On June 3, Zhang told me he had found a policeman stationed outside his door and that he planned to stop posting on Weibo. Zhang blames authorities in Wuhan for his situation, but holds onto hope that the nation’s leaders would be on his side if only he could make them aware of his plight. “If the central government knew about my situation, they’d definitely rectify it.” On June 10, he filed a lawsuit seeking an apology and 2 million renminbi from the Wuhan government, the Hubei government, and the Central Theater Command Hospital. He also requested an official apology be published in the newspaper. Wuhan security authorities told him to drop the lawsuit. He then filed a separate suit on June 28 to the Hubei Provincial Court.
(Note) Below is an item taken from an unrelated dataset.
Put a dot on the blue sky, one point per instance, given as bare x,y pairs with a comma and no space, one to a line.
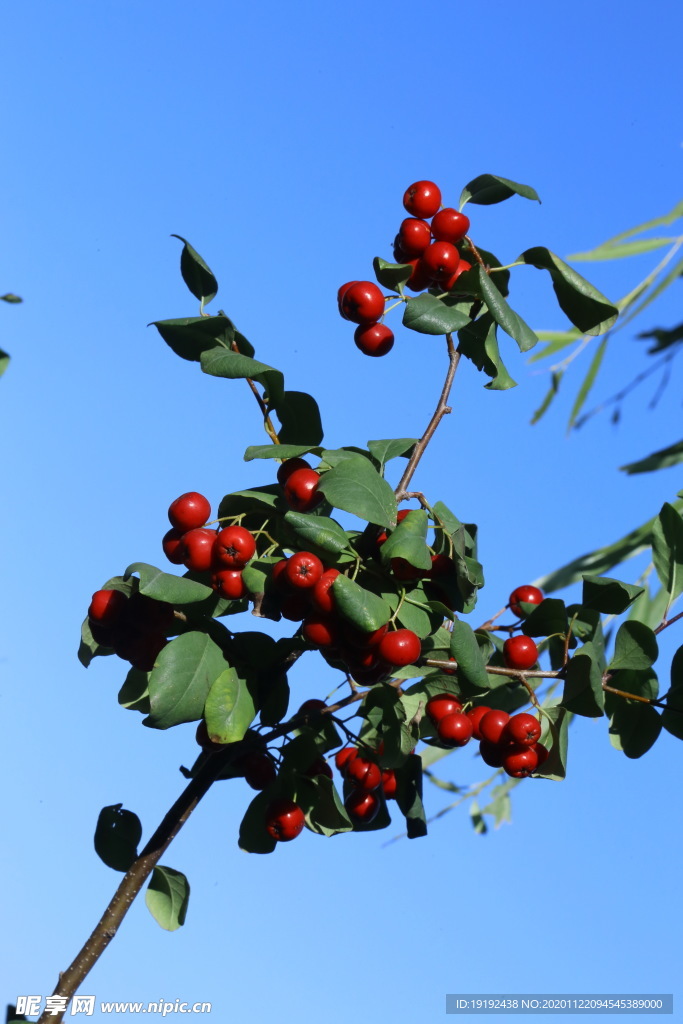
279,140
He says relatives of four other people who died from COVID are filing similar suits, and another eight families he knows are trying to negotiate with the Wuhan government for compensation.

These days, while publicizing the seriousness of the epidemic in Western countries, China’s government is also vigorously promoting consumerism—encouraging its citizens to dine out, go to movies, and travel. But for people grieving their relatives and forced to nurse grievances in silence, a return to normal life feels further away than ever.

In the meantime, Zhang still hasn’t retrieved his father’s remains. He won’t accede to the government’s involvement in his mourning, and as recently June, when he last contacted officials in Wuhan, they wouldn’t relent. And so the ashes of the old solider await burial in Wuhan, but like so much about the outbreak of COVID, it seems unlikely they will soon be laid to rest.